Practice/MongoDB/Design Multi-player Figma
Design Multi-player Figma
System DesignMust
Problem Statement
Design a collaborative design platform like Figma that allows multiple users to edit documents simultaneously with real-time updates, conflict resolution, and WebSocket-based synchronization. Users open a shared canvas, manipulate vector shapes, text layers, and component instances, and see every collaborator's cursor, selection, and edits appear within milliseconds. The platform must also support version history, undo/redo, and file sharing with granular permissions.

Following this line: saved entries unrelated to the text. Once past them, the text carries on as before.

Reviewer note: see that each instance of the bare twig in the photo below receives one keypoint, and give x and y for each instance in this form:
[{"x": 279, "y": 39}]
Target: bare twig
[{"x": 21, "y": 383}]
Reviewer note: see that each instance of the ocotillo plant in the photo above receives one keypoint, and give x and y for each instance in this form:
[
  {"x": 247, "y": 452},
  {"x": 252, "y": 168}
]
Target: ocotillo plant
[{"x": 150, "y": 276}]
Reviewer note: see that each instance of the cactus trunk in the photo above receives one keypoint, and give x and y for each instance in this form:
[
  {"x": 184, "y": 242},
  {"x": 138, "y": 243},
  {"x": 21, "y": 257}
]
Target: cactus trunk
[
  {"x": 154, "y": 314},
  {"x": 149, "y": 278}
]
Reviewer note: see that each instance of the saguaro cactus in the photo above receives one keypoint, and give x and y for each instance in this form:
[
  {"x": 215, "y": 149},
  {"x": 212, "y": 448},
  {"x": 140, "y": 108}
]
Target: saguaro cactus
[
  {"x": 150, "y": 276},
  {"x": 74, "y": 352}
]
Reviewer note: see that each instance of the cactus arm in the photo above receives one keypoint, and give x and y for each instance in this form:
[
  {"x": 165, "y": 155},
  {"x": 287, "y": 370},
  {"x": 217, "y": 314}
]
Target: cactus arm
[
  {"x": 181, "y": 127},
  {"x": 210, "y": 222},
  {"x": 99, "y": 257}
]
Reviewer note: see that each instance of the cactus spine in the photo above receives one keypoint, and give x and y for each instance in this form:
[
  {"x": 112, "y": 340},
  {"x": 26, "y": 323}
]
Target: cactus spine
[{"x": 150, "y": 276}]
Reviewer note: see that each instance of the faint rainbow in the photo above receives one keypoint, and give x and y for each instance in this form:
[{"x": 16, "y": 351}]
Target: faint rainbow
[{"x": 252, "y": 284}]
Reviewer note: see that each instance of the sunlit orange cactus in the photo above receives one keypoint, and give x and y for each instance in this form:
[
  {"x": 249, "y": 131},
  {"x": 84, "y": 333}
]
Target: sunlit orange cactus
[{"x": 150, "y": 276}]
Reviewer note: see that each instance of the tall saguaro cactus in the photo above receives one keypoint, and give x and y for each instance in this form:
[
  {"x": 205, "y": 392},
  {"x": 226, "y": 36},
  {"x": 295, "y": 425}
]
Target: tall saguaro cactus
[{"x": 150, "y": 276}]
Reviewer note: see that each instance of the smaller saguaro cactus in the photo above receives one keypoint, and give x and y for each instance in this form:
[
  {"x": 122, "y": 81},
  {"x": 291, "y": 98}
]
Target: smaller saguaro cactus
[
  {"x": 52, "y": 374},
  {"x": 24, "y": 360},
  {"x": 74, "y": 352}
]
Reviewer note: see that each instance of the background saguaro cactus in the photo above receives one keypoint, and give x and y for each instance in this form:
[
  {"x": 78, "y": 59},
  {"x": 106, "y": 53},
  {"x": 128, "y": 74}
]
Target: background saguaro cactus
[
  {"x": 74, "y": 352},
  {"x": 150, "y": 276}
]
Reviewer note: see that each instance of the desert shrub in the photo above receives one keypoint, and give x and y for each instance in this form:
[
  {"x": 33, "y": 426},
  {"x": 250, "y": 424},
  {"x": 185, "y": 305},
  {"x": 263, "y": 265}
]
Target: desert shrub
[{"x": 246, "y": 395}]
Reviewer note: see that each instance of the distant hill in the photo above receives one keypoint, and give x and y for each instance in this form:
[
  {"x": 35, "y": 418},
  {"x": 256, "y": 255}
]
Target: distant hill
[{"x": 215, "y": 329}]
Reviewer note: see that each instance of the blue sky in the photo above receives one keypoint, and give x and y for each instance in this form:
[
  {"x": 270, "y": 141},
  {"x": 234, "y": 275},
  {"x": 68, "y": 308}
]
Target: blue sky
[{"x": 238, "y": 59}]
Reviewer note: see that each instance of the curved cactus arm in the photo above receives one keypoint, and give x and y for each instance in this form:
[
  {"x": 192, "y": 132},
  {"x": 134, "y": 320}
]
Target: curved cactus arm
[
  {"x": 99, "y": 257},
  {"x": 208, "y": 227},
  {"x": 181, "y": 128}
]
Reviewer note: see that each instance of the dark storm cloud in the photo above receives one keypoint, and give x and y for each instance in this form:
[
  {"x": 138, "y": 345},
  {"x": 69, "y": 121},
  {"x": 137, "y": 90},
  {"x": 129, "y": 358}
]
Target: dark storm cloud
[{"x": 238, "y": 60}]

The core technical challenge is reconciling concurrent edits from geographically distributed users without data loss or visible glitches. Two designers might drag the same rectangle at the same time, resize overlapping frames, or paste content into the same artboard simultaneously. Your system must resolve these conflicts deterministically so all participants converge on an identical document state. Beyond editing, the system stores large binary assets (images, fonts, illustrations) referenced by the design file, and must deliver these efficiently without blocking the real-time operation stream.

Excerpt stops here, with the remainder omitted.